Changing bit depth (bits per pixel) for images / masks

FlorinAndrei · September 10, 2022, 3:38am

Building a segmentation model with Unet / ResNet. This is my dataloader so far:

def src_get_label(fn):
    label_name = src_dataset / "GT" / f"{fn.stem}_GT.png"
    return label_name

src_datablock = DataBlock(
    blocks=(ImageBlock, MaskBlock),
    get_items=get_image_files,
    get_y=src_get_label,
    splitter=RandomSplitter(seed=42),
    item_tfms=Resize(size=input_image_size, method="squish"),
    batch_tfms=aug_transforms(),
)

src_dataloader = src_datablock.dataloaders(
    src_dataset / "original", path=src_dataset, bs=src_batch_size
)

The problem is this: the mask files, depending on the dataset, might be in weird formats. Sometimes they are 1 bit per pixel (1 BPP). I can’t always convert them offline to 8 BPP monochrome, which is what the masks in most of my datasets are. In some cases they are 24 BPP full color (RGB).

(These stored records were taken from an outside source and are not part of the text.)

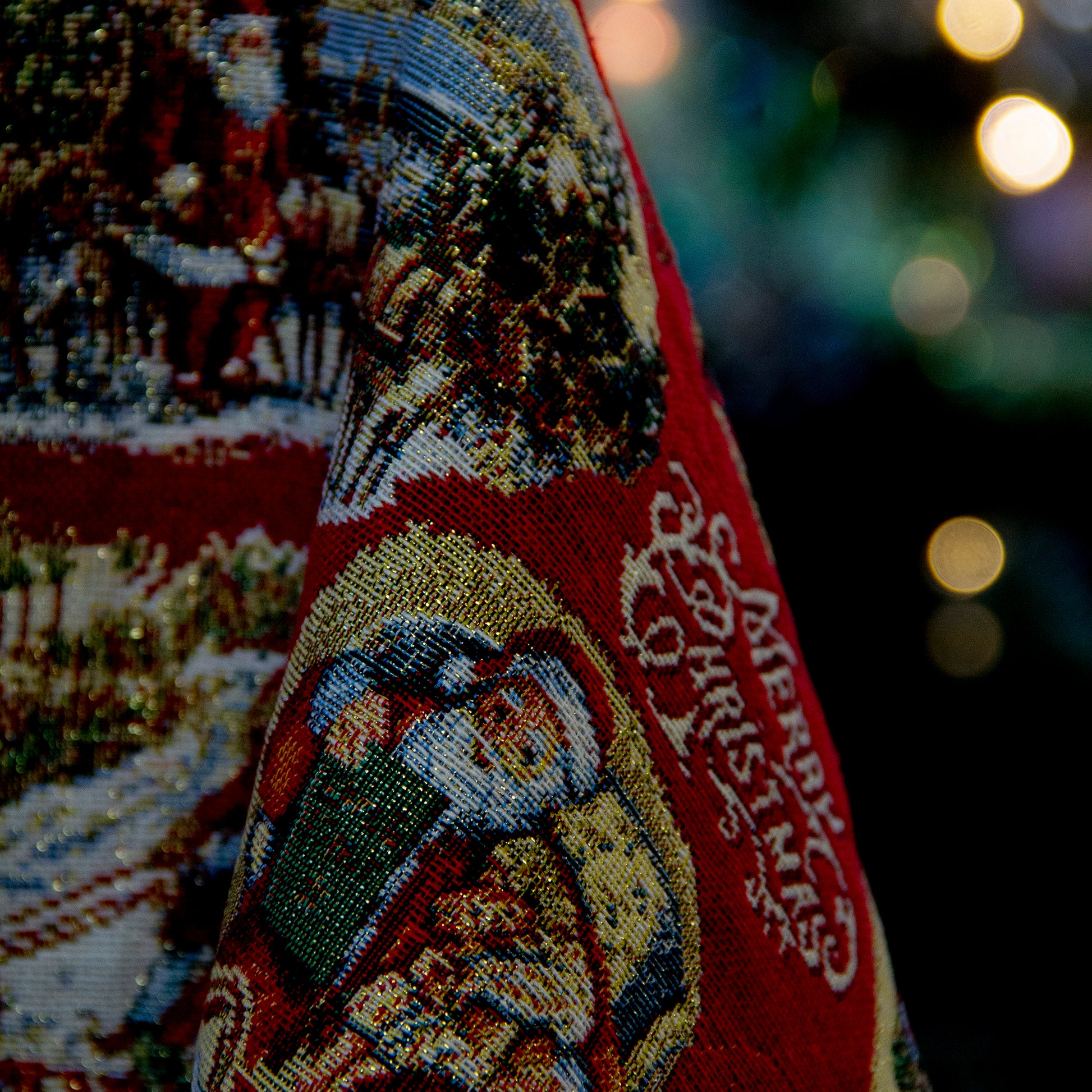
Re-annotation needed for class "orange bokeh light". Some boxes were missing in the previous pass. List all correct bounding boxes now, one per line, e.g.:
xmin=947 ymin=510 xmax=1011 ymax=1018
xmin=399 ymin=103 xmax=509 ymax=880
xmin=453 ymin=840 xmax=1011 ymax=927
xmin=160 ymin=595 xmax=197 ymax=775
xmin=591 ymin=0 xmax=679 ymax=88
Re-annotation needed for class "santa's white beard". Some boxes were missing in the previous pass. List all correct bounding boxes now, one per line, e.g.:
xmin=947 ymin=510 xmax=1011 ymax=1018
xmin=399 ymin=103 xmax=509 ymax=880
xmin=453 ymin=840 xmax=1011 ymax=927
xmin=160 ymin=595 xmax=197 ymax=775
xmin=394 ymin=709 xmax=576 ymax=834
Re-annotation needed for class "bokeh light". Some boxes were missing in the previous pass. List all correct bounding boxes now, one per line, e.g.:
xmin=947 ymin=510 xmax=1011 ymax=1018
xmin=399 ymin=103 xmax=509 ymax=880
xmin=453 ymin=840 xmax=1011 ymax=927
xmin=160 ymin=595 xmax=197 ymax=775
xmin=925 ymin=600 xmax=1004 ymax=679
xmin=937 ymin=0 xmax=1023 ymax=61
xmin=979 ymin=95 xmax=1073 ymax=193
xmin=926 ymin=516 xmax=1004 ymax=595
xmin=891 ymin=258 xmax=971 ymax=337
xmin=591 ymin=0 xmax=679 ymax=88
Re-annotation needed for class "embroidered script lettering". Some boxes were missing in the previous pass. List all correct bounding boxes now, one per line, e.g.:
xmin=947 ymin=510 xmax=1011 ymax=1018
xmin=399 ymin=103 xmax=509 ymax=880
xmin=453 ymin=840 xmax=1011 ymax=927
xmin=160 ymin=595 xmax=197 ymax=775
xmin=620 ymin=462 xmax=857 ymax=993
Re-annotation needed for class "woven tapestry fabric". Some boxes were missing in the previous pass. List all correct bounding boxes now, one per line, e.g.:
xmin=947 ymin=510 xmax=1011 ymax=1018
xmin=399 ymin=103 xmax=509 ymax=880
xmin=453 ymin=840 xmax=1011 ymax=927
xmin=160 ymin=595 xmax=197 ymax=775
xmin=0 ymin=0 xmax=928 ymax=1092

Same problem, but to a lesser extent, with the actual image files (not masks).

I would like to add processing to the dataloader to convert all images and all masks on the fly to 8 BPP monochrome, which is the format I encounter most often.

Are there any examples showing on the fly image and mask processing where the internal representation of the pixels is changed after the files are loaded but before they are presented to the model?

I’m pretty sure I could handle format detection on the fly, etc, I just need to see how I could approach image file processing in the dataloader.

benkarr · September 10, 2022, 6:18am

That’s one of the best parts about fastai: you have an entrypoint to customize stuff at almost every step in the process. If I understand you correctly you should have a closer look at item_tfms. Functions added here are applied to every instance after they got loaded as an (PIL.)Image, but before they get batched. Check out this tutorial which should demonstrate something similar to what you want to do.

FlorinAndrei · September 13, 2022, 12:57am

From your explanation here…

…it sounds like I could also do the mask processing in get_y in the DataBlock, since the stuff that passes through there could be an np.array.

Case in point, right now I build a Pandas dataframe with columns containing:

paths to image files
lists of paths to mask files
dataset name (for stratification if I train on multiple datasets at once)

My DataBlock right now is:

def make_mask(row):
    f = ColReader("mask")
    # TODO: merge masks instead of random.choice()
    return random.choice(f(row))


src_datablock = DataBlock(
    blocks=(ImageBlock, MaskBlock),
    getters=[ColReader("image"), make_mask],
    splitter=TrainTestSplitter(stratify=src_df["dataset"].to_list(), random_state=42),
    item_tfms=Resize(size=input_image_size, method="squish"),
    batch_tfms=aug_transforms(),
)

If I understand your explanations in both threads correctly, then I could have a custom function in get_y which:

receives a list of paths to mask files (usually the list has just one item, occasionally has multiples)
grabs each file, converts it to np.array
if the format is not np.uint8 then converts it (the problem in this thread)
if there are multiple files, merge the masks (the problem in the other thread)
return the result to the DataBlock

I will try something along these lines.

FlorinAndrei · September 13, 2022, 1:09am

Or I could just modify make_mask() since it is called on the list of masks anyway, and it appears (???) to be equivalent with calling get_x and get_y separately.

FlorinAndrei · September 13, 2022, 3:48am

I have this and it appears to work:

def make_mask2(row):
    f = ColReader("mask")
    all_images = [np.asarray(PILMask.create(x)) for x in f(row)]
    image_stack = np.stack(all_images)
    image_union = np.amax(image_stack, axis=0)
    return PILMask.create(image_union)


src_datablock = DataBlock(
    blocks=(ImageBlock, MaskBlock),
    getters=[ColReader("image"), make_mask2],
    splitter=TrainTestSplitter(stratify=src_df["dataset"].to_list(), random_state=42),
    item_tfms=Resize(size=input_image_size, method="squish"),
    batch_tfms=aug_transforms(),
)

It collapses multiple masks into a single mask. It ensures a consistent 8 bits per pixel format for the masks. The part that ensures 8 BPP appears to be PILMask.create() (the default there seems to be 8 BPP).

The function is likely not optimal in terms of speed.

benkarr · September 22, 2022, 7:37am

Hey, that seems sensible to me
Regarding your concerne about speed, I don’t know if there is much potential, since you have to load every mask, merge them, make a “fastai/torch-object”…
Two things that you could check if it does make a difference is:
Get the list of masks without ColRead. I made this very quick comparison:
Screenshot from 2022-09-22 09-32-03
maybe thats worth a try.
The other idea would be to use parallelization to load the mask, but I don’t know enough about this to know if this actually makes sense (or point you in any further direction).